Глава сто двадцать третья
Господи, как же я обманывался! До полета на африканский континент я видел столько убийств и кровопролития, расследовал столько тяжких преступлений, что этого, убежден, хватило бы как минимум на две жизни. При всем том я оказался совершенно не готов к тому, что увидел в Нигерии и Судане, где за несколько недель стал свидетелем пыток и проявлений геноцида, массовых страданий женщин и детей и, наконец, бессмысленных убийств Аданны Танзи и ее семьи.
Сейчас я хотел одного: забыться сном и проспать несколько часов полета до Лондона, где мне предстояло пересесть на самолет, отправлявшийся прямым рейсом в Вашингтон.
Но я не мог избавиться от кошмаров, являвшихся мне во сне: вновь и вновь перед моим мысленным взором представали ужасные образы того, как Тигр убивал Аданну и насиловал ее мертвое тело.
В глубине души я знал, что проиграл. По крайней мере африканский акт этой драмы. Ибо что я сделал, чтобы воздать Тигру за совершенные им многочисленные убийства и преступления? Очень мало. Лишь безуспешно и довольно бестолково гонялся за ним по бескрайним африканским просторам, постоянно отставая от него на шаг, а то и на два. Это не говоря уже о том, что другие смерти, свидетелем которых я стал, так и остались неотомщенными и скоро будут забыты. А как быть с тайнами Аданны, о которых она поведала мне перед смертью? Пока мне не удалось обнародовать их или каким-либо иным способом дать им ход и довести до сведения местной или международной общественности.
Я вздрогнул и пробудился в тот момент, когда самолет перед посадкой накренился и стал делать вираж над лондонским Гатвиком. После тяжелого беспокойного сна у меня отчаянно болела голова, во рту было гадко, а в желудке ощутимо повысилась кислотность; короче говоря, я чувствовал себя не в своей тарелке.
Ко всему прочему, у меня появилась параноидальная идея, что обслуживающий персонал авиакомпании «Верджин Нигерия» старался всеми силами избегать общения со мной во время перелета. Однако я не был убежден, что это действительно так.
Из-за неважного самочувствия мне срочно понадобились вода и шипучий аспирин.
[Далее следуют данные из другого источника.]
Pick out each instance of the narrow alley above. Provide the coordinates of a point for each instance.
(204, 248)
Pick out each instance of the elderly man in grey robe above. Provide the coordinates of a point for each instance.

Поэтому я махнул рукой стюардессам, собиравшим в салоне перед посадкой пустые чашки и жестянки из-под содовой воды, сопроводив этот жест словами:
— Подойдите ко мне, пожалуйста.
Я не сомневался, что молодые леди заметили поданный мной сигнал и услышали мои слова, тем не менее не обратили на меня внимания, подтвердив тем самым мои подозрения.
Тогда я сделал то, чего никогда не делал в самолете во время перелета. То есть нажал кнопку вызова стюардессы на подлокотнике кресла. Я давил на эту кнопку несколько раз, и стюардесса, находившаяся ко мне ближе других, бросила на меня осуждающий взгляд. При всем том она не подошла ко мне и не спросила, что мне нужно.
Тогда я поднялся с места и подошел к ней.
— Уж и не знаю, чем обидел вас, — сказал я. — Но…
Она сразу же перебила меня:
— Коли не знаете, я скажу вам. Вы самый мерзкий американец из тех, что находятся на борту. Почти все американцы мерзкие, но вы хуже прочих. Потому что вы — предатель и всякий, кто вступает с вами в контакт, плохо кончает. Теперь вы требуете, чтобы я помогла вам. Но я не стану этого делать. Даже стакана воды вам не принесу. К счастью, полет заканчивается, и зажегся сигнал «Пристегните ремни». Так что возвращайтесь на свое место.
Я взял ее за руку и некоторое время держал — нежно, но крепко. При этом вертел головой во все стороны и осматривался, надеясь увидеть человека, который, возможно, наблюдает сейчас за нами и, очень может быть, дал стюардессам определенные инструкции перед полетом.
Но в нашу сторону, казалось, никто не смотрел. Кроме того, я не заметил в салоне ни одного знакомого лица.
— Кто рассказал вам обо мне? — спросил я. — Какой-то человек, находящийся на борту самолета? Если это так, покажите мне его.
Она высвободила руку и покачала головой.
— Сами догадайтесь. Вы ведь детектив, не так ли? — Неприязнь в ее взгляде и голосе преследовала меня все время, пока я добирался до дома.